This module describes the header grammar for Amira (R) (AmiraMesh and HyperSurface) files and so depends on simpleparse Python package. It defines a single class (AmiraDispatchProcessor) and four functions.

AmiraDispatchProcessor is a subclass of simpleparse.dispatchprocessor which implements the core functionality required to use the grammar. Each grammar token has a corresponding method defined on this class which determines how the data associated with that token will be rendered. Data can be rendered as a single or multimap, string, number, or in custom format.

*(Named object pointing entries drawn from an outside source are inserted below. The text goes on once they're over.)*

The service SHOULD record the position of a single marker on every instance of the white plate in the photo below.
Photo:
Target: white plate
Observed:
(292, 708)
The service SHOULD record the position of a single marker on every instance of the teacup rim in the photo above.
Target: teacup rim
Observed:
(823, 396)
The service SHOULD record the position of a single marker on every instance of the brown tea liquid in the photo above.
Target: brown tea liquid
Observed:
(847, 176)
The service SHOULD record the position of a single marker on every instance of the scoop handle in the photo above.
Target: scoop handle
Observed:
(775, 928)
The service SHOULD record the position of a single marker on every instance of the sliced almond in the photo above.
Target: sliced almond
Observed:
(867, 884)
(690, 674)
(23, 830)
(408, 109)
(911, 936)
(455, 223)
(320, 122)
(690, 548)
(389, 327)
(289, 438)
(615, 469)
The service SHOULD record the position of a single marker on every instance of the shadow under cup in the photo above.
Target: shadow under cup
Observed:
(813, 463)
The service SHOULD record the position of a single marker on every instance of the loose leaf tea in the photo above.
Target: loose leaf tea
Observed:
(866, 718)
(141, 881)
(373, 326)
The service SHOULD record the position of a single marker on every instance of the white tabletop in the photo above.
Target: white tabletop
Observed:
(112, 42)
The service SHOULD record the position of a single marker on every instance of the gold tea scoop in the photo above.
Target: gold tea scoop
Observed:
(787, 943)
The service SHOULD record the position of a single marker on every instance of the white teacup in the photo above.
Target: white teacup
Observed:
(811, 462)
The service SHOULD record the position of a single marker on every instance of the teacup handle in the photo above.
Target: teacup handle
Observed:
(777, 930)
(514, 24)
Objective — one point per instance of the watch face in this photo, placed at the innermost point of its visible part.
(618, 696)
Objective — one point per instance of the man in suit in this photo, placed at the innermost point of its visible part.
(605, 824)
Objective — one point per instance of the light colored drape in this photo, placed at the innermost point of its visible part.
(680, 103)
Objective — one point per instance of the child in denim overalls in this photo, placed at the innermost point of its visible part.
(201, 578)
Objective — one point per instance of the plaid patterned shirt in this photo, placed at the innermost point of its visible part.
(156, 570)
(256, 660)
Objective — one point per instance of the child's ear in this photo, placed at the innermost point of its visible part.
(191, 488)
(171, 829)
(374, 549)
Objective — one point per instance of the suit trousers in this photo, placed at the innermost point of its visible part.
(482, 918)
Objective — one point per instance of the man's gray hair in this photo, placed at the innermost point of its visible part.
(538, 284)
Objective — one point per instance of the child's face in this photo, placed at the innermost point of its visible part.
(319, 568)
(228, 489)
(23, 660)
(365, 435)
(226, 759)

  • ahds.grammar.get_parsed_data(fn, *args, **kwargs) is the user-level function that takes a filename and returns structured parsed data. It depends on the other three functions defined:

  • ahds.grammar.detect_format(fn, format_bytes=50, verbose=False) returns either AmiraMesh or HyperSurface given a file name and arguments,

  • get_header(fn, file_format, header_bytes=20000, verbose=False) returns the header portion based on the file format determined by detect_format(…), and

  • parse_header(data, verbose=False) converts the raw header data returned by get_header(…) into a structured header based on AmiraDispatchProcessor.

ahds.header

This module converts the structured header from the ahds.grammar module into an object with the sections of the header (designation, definitions, parameters and data pointers) and corresponding structured data available as attributes. That is it converts the header

# AmiraMesh BINARY-LITTLE-ENDIAN 2.1


define Lattice 862 971 200

Parameters {
    Materials {
        Exterior {
            Id 1
        }
        Inside {
            Color 0.64 0 0.8,
            Id 2
        }
        Mitochondria {
            Id 3,
            Color 0 1 0
        }
        Mitochondria_ {
            Id 4,
            Color 1 1 0
        }
        mitochondria__ {
            Id 5,
            Color 0 0.125 1
        }
        NE {
            Id 6,
            Color 1 0 0
        }
    }
    Content "862x971x200 byte, uniform coordinates",
    BoundingBox 0 13410.7 0 15108.4 1121.45 4221.01,
    CoordType "uniform"
}

Lattice { byte Labels } @1(HxByteRLE,4014522)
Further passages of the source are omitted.